With the start of the NFL season just a calendar’s page turn away, what better way to get you excited for the most glorious 17 weeks of the year than a look a some of the, how do you say, poorest Wonderlic Test takes to play the game.
OK. OK. Wonderlic test scores don’t necessarily mean anything. The examination is merely an ingredient in the stew that bears each potential prospects name.
The Wonderlic Personnel Test, according to our friend Wikipedia, “is a popular group intelligence test used to assess the aptitude of prospective employees for learning and problem-solving in a range of occupations.” Participants must answer 50 questions within the 12 minutes allotted. Thus, “50” is a perfect (albeit exceedingly rare) score.
His Wonderlic score was also off the charts. https://t.co/bK8Qrpz5QL
— Colin J. Liotta (@thesportshero) August 22, 2017
The difference between, scoring, say, a 50 and a 10, will tell you something about a player’s cognitive abilities, certainly. But the difference between a 42 and a 35? Probably not so much. For what it’s worth, a score of 10 qualifies as “literate.”
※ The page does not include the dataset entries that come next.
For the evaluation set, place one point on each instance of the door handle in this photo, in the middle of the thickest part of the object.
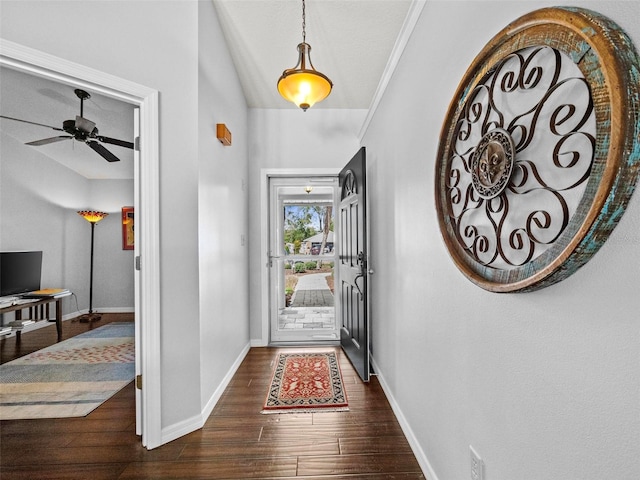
(355, 282)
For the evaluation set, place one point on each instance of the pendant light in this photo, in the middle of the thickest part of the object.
(303, 84)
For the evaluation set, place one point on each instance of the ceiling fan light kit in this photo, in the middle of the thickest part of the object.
(82, 130)
(303, 84)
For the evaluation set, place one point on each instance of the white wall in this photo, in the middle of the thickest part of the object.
(290, 139)
(39, 199)
(223, 208)
(157, 44)
(544, 385)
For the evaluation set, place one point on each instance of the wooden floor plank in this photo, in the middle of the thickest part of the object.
(236, 442)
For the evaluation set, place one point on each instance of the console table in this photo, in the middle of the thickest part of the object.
(39, 310)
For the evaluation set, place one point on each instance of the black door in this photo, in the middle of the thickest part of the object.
(352, 264)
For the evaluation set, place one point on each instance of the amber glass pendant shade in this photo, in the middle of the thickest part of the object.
(301, 85)
(92, 216)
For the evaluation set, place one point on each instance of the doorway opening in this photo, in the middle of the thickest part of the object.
(146, 183)
(302, 257)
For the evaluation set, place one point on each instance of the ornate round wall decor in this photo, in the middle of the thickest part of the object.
(540, 149)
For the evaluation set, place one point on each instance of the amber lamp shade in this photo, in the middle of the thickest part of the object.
(304, 86)
(92, 216)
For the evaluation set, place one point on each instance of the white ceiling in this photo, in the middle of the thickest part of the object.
(351, 41)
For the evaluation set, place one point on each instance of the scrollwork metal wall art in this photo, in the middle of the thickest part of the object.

It’s also worth noting that players who have scored pathetically on the Wonderlic have gone on to Hall of Fame careers. Consider Dan Marino, who scored just 15. Terry Bradshaw: 16.
Mike Mamula, a linebacker for the Eagles in the mid-90s, recorded the highest Wonderlic score: 49.
With the context of the Wonderlic and all its associated silliness established, let’s take a look at the 10 lowest scores since the NFL began administering the test.
Chris Leak: 8
5’11’’ Chris Leak didn’t have traditional NFL quarterback height. Nor did he have traditional QB intelligence. Not surprisingly, the 2006 National Championship winner at the helm of the Florida Gators didn’t pan out in the pros. Nor did he pan out in the CFL. Nor the arena league, for that matter.
Terrelle Pryor: 7
Another college standout, Terrelle Pryor reportedly took the Wonderlic twice, somehow. He claims to have scored a 22, but his first reported score was a lowly seven, and that’s what we’re going with. After an unimpressive stint trying to land the starting job with the Oakland Raiders from 2011 through 2013. A 6’5, 240-pound 4.3-runner, Pryor remade himself into a wide receiver, however, in 2015 and is a legitimate threat at that position, which he now plays for the Washington Redskins.
Kelvin Benjamin: 7
Kelvin Benjamin has had two solid years catching the ball for the Carolina Panthers and one lost season (2015), thanks to a torn ACL in an August practice. Hopefully, he spent that time doing some cognitive exercises or working with a tutor, because seven on the Wonderlic is damn low. Hopefully Cam Newton isn’t running a complicated offense…
Frank Gore: 6
Long-serving running back Frank Gore is known for his bruising, aggressive style of running. Given his preference for taking defenders head on, he’s likely to be at the front of the CTE line in retirement. This is troubling for two reasons: Brain injuries are terrible, and he doesn’t have much brain to lose.
Vince Young: 6
VY, a college standout at Texas, this take-over-the-game type of QB laid an absolute egg with his Wonderlic, accumulating just six points. He retook the test…and got a 14. Lack of sense, as much as intelligence, plagued Young, whose poor attitude and work ethic ultimately saw him wash out of his gig with the Titans in four years and only start three NFL games for the Philadelphia Eagles before exiting the league.
Oscar Davenport: 6
Looked at as a developmental prospect out of college, Davenport was a big guy with a big arm. Unfortunately, his Wonderlic performance ensured he’d never make a roster, and whatever potential he had, remains forever a mystery. Unfortunately, as a Google search reveals, he lives on in football history primarily because of his poor Wonderlic score
Edward ‘Pig’ Prather: 5
“Pig” Prather actually does a disservice to that barnyard beast with his nickname. Pigs are one of the top-five smartest mammals. Pig Prather scored five points on his Wonderlic test. Prather was a poor safety who couldn’t understand the complexities of the game, which his test score certainly foreshadowed.
Darren Davis: 4
Darren Davis’ inglorious four on the Wonderlic in 2000 certainly contributed to the Iowa State running back going undrafted. He played well in Canada for three years, however. A strong sting carrying the rock for the Saskatchewan Roughriders didn’t get him back on the NFL radar. Thanks, Wonderlic.
Morris Claiborne: 4
In a sense, it’s really not fair to hammer Morris Claiborne for his four on the Wonderlic. Claiborne was later identified as having a learning disability. However, it’s insane to think he made it through high school and college while unable to really read. That said, there have to be more players on this list than the Dallas Cowboys/New York Jets corner who could be classified as having a learning disability.